Une deuxième crise sanitaire très redoutée
Alors que l’épidémie montre des signes d’essoufflement, le Pr Jean-François Delfraissy envisage l’étape suivante. « Toutes les autorités sanitaires sont restées focalisées sur Ebola et, pendant ce temps-là, les campagnes de vaccination ont été arrêtées, les files actives VIH ne sont plus suivies et les campagnes de lutte contre le paludisme sont au point mort. » Le Pr Delfraissy souhaite à tout prix éviter une « deuxième crise sanitaire » et va bientôt porter un projet auprès de l’Union européenne pour relancer les structures de santé d’Afrique de l’Ouest.
Une école de santé publique en Guinée
Pour sa part le Dr Françoise Weber, directrice adjointe de la santé, a annoncé la création de 8 équipes régionales mobiles de réponse à l’épidémie, dont la mission sera d’informer les populations, de détecter et d’orienter les cas possibles vers les centres. « La France est impliquée dans la formation et l’accompagnement sur le terrain de ces équipes, que l’on espère déployer vers le mois de juillet », explique-t-elle. La mise en place d’une école de santé publique en Guinée, capable d’animer un réseau d’alerte régional, est également en projet.

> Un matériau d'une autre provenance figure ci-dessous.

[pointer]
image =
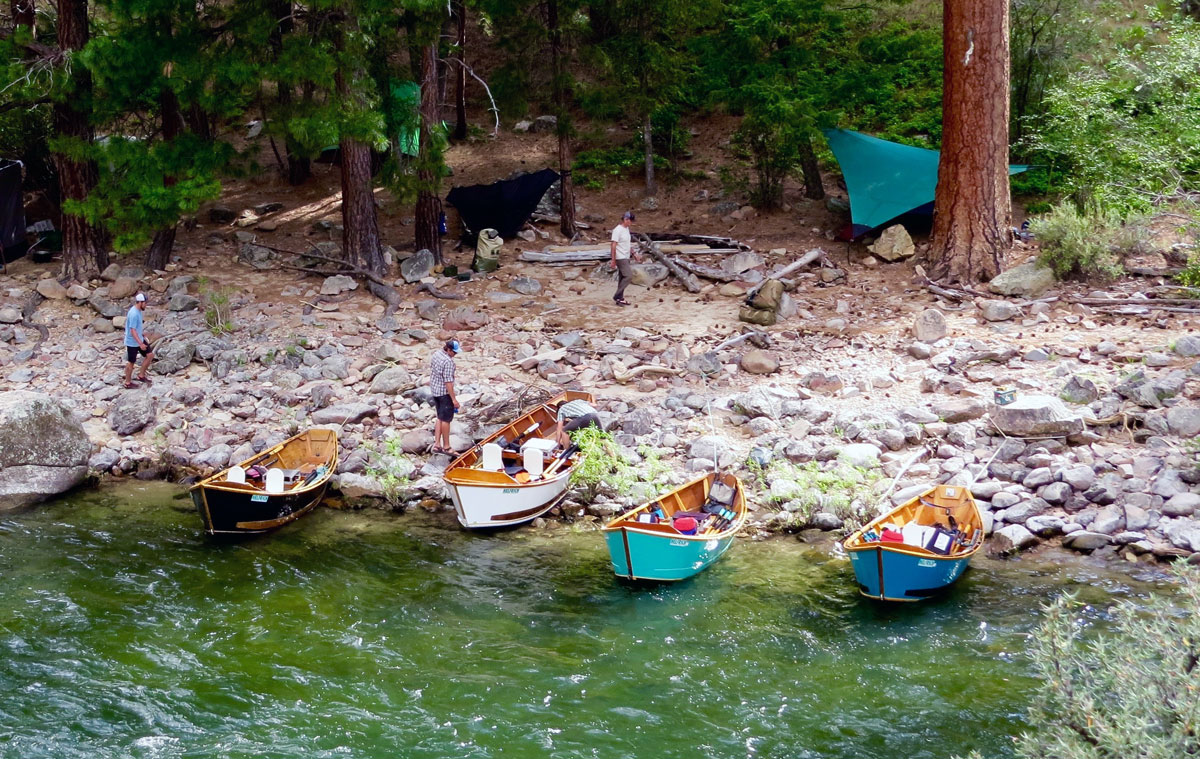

Selon le Dr François Weber, « une mission d’évaluation de trois semaines va bientôt débuter, dès que nous nous serons mis d’accord avec nos homologues guinéens sur sa composition ».
Les données OMS du 8 février ont confirmé un léger rebond de l’épidémie en Guinée, 65 nouveaux cas confirmés la semaine dernière contre 39 la semaine précédente, et en Sierra Leone (76 nouveaux cas contre 63). Seul le Liberia continue à avoir un nombre de nouveau cas très bas : seulement 5 nouvelles contaminations y ont été recensées la semaine dernière.